A cloud billowed above us across the moon, the shadows hiding his face. Even so, his dragon eyes glowed in the dark. It reminded me of the wolves back home in the Carpathian Mountains, when the winter grew harsh and they came looking for easy prey around our village. Strangely, this Roman didn’t incite fear in me with his gleaming dragon eyes .

I stepped forward and raised my torch so that I could see his face more clearly. He remained unnaturally still. I knew he was trying to assuage my fear. We both knew that if he wanted to harm me, he could. Only noble-born Romans with the blood of the dragon coursing through their veins could be centurions.

His eyes. Bright as a burning star, they watched me. “This coin is special,” he told me. “It’s worth more than the gold it was forged from.”

“Why is that?”

“Fortuna is the goddess who guides our path through life. She bestows good fortune to those who give her tribute, who pray and listen to her.”

“I do not believe in your gods,” I told him boldly.

“That does not matter.” He took a small step forward.

I braced to run, but he stopped at that one step, seeming to want a better look at me.

“We all have our own gods,” he added, clasping his hands in front of him now, very large hands to equal the rest of his towering physique. He was far taller than any man I’d ever seen. I’d been told that before about dragons, that they were larger than human men. Still, it was astounding to behold with my own eyes. “But Fortuna loves all people of all provinces and all regions.”

His words were confusing to me. We had our own gods who we prayed and sacrificed to. Why would a goddess I didn’t worship care about me?

“Not only is Fortuna a special goddess to me,” he went on, “but this aureus was given to me by my mother, the gold minted by my own father when they married. A wedding gift. I’ve carried this aureus on me for many years.”

“Which again makes me wonder why you would give something so precious away to a stranger.”

The fear was sinking its claws in again, but then he said, “Fortuna speaks to me sometimes.” He paused. “Do you believe that? ”

Of course I believed the gods and powers unknown spoke to us. I was one of a long line of mystical women who wielded gifts not of this world. My inner spirit spoke to me often. I merely nodded.

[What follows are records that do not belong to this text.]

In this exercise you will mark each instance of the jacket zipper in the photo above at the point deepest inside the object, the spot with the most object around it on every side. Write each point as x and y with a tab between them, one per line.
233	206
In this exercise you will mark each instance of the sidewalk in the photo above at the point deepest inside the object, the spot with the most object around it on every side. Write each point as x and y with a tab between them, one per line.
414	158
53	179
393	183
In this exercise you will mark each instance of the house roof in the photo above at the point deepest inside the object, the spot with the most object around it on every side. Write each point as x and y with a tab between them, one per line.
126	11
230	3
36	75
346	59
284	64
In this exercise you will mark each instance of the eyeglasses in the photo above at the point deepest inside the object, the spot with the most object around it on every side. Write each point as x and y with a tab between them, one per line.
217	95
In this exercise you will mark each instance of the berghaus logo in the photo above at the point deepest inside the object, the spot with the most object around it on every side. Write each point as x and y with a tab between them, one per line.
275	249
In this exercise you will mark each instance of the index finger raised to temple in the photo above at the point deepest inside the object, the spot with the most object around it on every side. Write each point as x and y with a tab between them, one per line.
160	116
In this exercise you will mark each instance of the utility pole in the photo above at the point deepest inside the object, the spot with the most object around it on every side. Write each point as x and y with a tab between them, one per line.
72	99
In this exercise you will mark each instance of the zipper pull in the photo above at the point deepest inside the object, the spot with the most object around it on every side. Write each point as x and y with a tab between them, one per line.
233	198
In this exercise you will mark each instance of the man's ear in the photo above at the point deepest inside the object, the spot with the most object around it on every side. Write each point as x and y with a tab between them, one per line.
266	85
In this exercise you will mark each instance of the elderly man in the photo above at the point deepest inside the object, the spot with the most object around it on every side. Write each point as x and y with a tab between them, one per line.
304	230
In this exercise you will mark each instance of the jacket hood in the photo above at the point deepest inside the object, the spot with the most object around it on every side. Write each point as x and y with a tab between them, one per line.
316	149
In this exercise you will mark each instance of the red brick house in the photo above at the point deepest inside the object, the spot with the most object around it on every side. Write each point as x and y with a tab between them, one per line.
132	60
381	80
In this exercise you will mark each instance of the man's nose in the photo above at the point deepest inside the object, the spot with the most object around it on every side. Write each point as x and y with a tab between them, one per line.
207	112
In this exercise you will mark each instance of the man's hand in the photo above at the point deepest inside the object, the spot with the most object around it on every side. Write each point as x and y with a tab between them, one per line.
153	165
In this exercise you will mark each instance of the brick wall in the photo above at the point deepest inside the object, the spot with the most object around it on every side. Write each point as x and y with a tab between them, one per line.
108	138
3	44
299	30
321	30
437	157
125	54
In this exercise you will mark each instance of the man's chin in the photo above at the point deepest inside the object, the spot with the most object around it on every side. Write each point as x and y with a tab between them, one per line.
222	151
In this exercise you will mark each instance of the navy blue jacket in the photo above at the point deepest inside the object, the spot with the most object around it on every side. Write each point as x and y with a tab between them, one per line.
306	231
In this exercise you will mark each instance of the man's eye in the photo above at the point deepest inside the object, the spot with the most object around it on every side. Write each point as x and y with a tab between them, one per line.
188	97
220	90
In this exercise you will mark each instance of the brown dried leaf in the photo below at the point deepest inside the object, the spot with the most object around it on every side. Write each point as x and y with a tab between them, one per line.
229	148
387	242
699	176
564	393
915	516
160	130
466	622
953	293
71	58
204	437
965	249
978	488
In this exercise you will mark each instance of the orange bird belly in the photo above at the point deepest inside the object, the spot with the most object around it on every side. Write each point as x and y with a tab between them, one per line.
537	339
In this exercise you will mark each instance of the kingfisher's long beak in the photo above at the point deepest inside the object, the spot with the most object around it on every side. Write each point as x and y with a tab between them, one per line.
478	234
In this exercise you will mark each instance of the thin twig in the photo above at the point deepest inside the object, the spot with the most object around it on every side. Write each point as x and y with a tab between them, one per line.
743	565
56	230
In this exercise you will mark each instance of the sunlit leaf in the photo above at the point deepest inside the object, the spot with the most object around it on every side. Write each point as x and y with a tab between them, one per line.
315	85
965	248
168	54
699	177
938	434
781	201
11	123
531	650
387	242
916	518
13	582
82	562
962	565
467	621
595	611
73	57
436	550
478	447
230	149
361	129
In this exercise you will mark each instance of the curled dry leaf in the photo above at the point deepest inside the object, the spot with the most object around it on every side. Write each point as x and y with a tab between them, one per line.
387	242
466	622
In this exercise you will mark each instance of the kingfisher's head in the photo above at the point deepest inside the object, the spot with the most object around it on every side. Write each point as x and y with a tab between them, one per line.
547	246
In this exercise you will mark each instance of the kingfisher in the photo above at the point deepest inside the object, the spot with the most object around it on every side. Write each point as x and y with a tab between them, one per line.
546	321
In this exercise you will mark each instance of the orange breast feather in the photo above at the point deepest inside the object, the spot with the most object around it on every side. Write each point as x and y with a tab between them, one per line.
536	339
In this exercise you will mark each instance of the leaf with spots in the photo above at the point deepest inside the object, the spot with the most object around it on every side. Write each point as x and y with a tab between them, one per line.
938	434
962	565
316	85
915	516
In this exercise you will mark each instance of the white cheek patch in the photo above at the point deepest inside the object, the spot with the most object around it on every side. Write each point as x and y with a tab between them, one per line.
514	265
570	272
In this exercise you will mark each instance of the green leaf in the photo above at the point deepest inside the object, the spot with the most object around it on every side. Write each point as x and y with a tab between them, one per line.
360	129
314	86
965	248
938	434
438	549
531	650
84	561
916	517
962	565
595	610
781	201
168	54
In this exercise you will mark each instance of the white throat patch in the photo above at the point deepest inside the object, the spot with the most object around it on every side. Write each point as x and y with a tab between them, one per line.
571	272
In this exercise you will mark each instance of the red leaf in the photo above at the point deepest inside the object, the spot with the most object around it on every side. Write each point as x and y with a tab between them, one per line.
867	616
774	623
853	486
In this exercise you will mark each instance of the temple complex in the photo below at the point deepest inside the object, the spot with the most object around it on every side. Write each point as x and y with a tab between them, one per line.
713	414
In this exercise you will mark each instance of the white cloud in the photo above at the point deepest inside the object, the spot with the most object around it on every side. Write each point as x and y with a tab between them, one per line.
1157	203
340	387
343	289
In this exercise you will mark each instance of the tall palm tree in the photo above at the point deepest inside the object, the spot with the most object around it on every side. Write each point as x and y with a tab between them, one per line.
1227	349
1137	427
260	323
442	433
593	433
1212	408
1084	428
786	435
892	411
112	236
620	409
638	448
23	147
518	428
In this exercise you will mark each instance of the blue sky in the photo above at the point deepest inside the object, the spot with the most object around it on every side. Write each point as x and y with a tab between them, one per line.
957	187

He graced me with another smile. “She spoke to me tonight. And I knew you’d need the coin for good fortune one day.”

I peered down at the image of Fortuna in my palm, the torchlight glittering on the gold piece. Then I gazed at the centurion.

“We could all use the favor of the gods. I will not shun such a gift if Fortuna has selected me for her favor.”

“Indeed.” He dipped his chin. “You are wise as you are beautiful, little firebird.”

I frowned at his familiarity and the moniker. I didn’t know what a firebird was. But before I could ask, he had taken a step back and then did something rather shocking. He bowed, a gesture saved for nobility alone.

“Farewell,” he crooned softly. “May Fortuna guide your path.”

Then he spun away, his red cloak rippling, stalked into the shadows, and disappeared.

Clutching the aureus to my chest, I fled back to our family tent, knowing I’d keep my small treasure a secret. After all, Fortuna had chosen me for her good grace. I would cherish the centurion’s coin, no matter that it was delivered by the enemy, a dragon.